The confusing thing is that I had previous had success with these steps and on duplicating them have run into this error.

Thanks in advance.


#7

Your NGINX container needs to be reachable from the public internet on port 80 (which it likely isn’t if you’re on your laptop on a private network). The domain name you’re requesting a certificate for needs to resolve to an IP that Let’s Encrypt can reach. Their servers check that you own the domain name by making a request to that IP (which sends its a response via the linked NGINX container).

So in short, if you’re running this on your laptop on your home network or don’t have port 80 open, it isn’t going to work because Let’s Encrypt can’t make the handshake it needs.

If you followed my gist and have a domain that resolves to your host on the public internet, it should just work. I’ve been using that exact setup with several apps for months without issue.


#8

Thanks for the response: I am running this on a DigitalOcean instance and my the domain resolves to the host and is accessible on the public internet. http://prize-editions.com

I had followed the same steps from the gist with a subdomain of this domain and it worked without a hitch. Strange… I’ll try to come up with a way to run a sanity-check.

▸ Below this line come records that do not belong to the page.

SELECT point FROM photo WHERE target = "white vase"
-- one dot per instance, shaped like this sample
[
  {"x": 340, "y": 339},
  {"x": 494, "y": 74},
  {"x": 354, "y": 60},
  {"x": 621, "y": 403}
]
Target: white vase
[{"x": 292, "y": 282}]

Edit: Just had the opportunity to sanity check this and after running through the steps from scratch with a fresh docker-machine it works as described. Something must of slipped up in my previous attempt, no idea what though. Thanks!


#9

after issuing the docker build command with the -t flag, When i use the docker images command i do not see an image with the name my-custom-reactiom.


#10

Hi Jeremy, i followed your gist but am not able to deploy my custom reaction with nginx and letsencrypt. I’m getting “503 Service Temporarily Unavailable”. However my nginx container logs dont show me any error. My letsencrypt container logs say there is a failure in certificate authorization.
My domain does resolves when i only run my custom reaction docker container without nginx and letsencrypt.
I’m building and running dockers on digitalocean droplet using a VM on local machine.
Can you please help me here how do i need to get this fixed?